Sent from Petguide.com Free App


----------



## Lou (Sep 22, 2012)

I hope everything is back to normal real soon!!! Big hugs 


Sent from Petguide.com Free App


----------



## PoodlePaws (May 28, 2013)

Well we are back. The brought her back and pushed and prodded all over her abdomen and that drama queen didn't even flinch. Made me look line a liar. Her last dose of med is tonight. They said of she is still the same tomorrow morning, they will change up the medicine. This is nuts! ( I still believe its gas pain. )


Sent from Petguide.com Free App


----------



## Shamrockmommy (Aug 16, 2013)

It could be gas pain... I had 2 c-sections myself and I was SO uncomfortable for about 3 weeks until the gas dissipated from my abdomen. 

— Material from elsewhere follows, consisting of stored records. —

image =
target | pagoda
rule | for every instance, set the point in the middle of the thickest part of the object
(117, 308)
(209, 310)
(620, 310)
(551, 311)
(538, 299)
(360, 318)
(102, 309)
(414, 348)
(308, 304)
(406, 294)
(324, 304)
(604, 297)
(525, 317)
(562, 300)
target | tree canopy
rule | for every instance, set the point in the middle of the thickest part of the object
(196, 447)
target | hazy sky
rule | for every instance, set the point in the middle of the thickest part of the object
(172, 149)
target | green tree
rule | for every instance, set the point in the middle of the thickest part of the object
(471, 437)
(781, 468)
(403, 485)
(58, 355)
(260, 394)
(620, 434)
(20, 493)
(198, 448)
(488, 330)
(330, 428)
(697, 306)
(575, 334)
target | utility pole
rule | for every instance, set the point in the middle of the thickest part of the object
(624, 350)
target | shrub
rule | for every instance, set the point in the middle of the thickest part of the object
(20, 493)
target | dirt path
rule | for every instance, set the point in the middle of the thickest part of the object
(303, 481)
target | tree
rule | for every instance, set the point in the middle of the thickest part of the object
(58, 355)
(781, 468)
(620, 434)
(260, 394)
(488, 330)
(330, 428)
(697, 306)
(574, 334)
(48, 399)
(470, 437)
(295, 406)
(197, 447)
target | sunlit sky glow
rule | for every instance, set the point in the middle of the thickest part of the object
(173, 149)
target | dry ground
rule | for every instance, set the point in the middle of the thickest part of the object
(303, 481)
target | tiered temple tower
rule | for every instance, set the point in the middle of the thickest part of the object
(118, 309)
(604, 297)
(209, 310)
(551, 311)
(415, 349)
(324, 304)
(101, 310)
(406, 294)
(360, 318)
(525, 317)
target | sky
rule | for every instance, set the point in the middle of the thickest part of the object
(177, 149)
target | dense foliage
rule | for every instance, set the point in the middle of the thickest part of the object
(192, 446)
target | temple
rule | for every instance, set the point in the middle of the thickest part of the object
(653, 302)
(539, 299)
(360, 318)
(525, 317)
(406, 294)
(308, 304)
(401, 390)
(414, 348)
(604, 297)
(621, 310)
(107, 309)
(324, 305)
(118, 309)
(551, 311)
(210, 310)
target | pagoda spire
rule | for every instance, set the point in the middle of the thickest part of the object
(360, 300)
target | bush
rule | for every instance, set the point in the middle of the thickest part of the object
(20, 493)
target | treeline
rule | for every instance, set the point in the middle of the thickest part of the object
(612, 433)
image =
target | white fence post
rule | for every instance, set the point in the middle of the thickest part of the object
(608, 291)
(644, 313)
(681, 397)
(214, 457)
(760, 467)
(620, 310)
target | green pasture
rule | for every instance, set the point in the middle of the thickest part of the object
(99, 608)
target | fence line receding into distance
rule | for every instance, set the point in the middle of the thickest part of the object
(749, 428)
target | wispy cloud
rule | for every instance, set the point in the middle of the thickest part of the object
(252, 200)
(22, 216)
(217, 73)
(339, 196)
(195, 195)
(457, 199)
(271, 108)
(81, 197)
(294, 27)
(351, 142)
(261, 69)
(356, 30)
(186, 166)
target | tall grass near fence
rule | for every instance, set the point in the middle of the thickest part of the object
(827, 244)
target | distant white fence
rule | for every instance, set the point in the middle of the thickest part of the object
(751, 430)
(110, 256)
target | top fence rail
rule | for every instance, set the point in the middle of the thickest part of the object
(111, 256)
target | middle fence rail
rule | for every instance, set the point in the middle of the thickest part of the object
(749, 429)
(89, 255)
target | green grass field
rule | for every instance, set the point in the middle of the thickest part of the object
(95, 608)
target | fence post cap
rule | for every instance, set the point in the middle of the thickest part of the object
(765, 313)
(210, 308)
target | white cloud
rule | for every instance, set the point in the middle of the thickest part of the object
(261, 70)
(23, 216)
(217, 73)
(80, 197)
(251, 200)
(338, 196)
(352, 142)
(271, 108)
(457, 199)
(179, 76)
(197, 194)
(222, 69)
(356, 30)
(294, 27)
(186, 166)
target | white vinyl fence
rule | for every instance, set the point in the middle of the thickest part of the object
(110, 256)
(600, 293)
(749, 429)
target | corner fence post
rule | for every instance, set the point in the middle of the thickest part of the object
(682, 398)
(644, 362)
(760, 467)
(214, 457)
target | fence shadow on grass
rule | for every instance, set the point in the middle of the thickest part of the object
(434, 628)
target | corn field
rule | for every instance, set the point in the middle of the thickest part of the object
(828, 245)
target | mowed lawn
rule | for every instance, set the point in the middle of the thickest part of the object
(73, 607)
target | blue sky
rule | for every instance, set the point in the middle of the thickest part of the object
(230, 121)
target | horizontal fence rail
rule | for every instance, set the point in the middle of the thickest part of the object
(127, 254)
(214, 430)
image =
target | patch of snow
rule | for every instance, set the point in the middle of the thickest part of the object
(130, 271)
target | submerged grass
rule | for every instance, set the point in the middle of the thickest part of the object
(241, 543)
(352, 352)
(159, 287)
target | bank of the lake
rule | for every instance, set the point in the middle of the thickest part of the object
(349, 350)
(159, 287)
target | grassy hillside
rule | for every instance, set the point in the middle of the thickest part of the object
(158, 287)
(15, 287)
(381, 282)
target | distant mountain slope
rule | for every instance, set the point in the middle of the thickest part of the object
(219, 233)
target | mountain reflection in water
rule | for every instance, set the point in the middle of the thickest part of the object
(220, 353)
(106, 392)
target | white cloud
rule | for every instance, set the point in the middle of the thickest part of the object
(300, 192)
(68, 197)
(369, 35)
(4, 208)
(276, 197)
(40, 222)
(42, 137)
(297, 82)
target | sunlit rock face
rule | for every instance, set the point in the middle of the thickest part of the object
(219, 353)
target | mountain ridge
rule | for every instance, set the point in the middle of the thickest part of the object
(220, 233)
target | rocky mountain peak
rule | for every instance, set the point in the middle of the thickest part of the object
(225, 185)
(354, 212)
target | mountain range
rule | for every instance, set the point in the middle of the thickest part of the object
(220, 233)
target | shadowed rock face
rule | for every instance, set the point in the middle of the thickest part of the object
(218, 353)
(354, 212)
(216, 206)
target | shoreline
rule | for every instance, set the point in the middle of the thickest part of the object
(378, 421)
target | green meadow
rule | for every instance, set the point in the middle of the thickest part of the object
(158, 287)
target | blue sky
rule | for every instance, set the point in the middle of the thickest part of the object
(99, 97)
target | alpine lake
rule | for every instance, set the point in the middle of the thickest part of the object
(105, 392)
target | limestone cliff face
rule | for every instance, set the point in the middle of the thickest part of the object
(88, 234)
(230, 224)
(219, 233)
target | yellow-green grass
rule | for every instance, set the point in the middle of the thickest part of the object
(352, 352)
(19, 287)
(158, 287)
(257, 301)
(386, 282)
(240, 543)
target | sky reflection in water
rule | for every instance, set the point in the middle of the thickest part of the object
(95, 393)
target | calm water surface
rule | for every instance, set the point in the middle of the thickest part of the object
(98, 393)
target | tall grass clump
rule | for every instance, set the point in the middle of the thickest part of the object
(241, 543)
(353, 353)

hope she feels better soon!


----------



## lily cd re (Jul 23, 2012)

Oh dear, I am glad they didn't find any problem but I suppose in some way you really wanted to know an organic cause for why she is acting so upset. I hope tomorrow dawns a brighter day for both of you.


----------



## Chagall's mom (Jan 9, 2010)

Good to hear the vet didn't uncover any complications. Hope things improve quickly for little Missy!


----------



## Newmum (Jan 2, 2014)

PoodlePaws said:


> Well we are back. The brought her back and pushed and prodded all over her abdomen and that drama queen didn't even flinch. Made me look line a liar. Her last dose of med is tonight. They said of she is still the same tomorrow morning, they will change up the medicine. This is nuts! ( I still believe its gas pain. )
> 
> 
> Sent from Petguide.com Free App


I had something like this with Ember's spay. She would cry with pain when trying to poop or when I picked her up. I took her to the vet and she acted completely normal! The vet said she was fine. 2 days later Ember was still crying when trying to poop so I took her back and saw a different vet, she also said Ember was fine and was just being a big baby! At the time I felt really defensive of Ember and thought, let someone rip your insides out and see if it hurts! But I stopped trying to comfort her with a soothing voice when she was pooping and by the end of the day she wasn't crying anymore. So I guess the vet was right. I guess it hurt the first few times and she got a lot of attention from me because of it so she decided to carry on till I ignored her. 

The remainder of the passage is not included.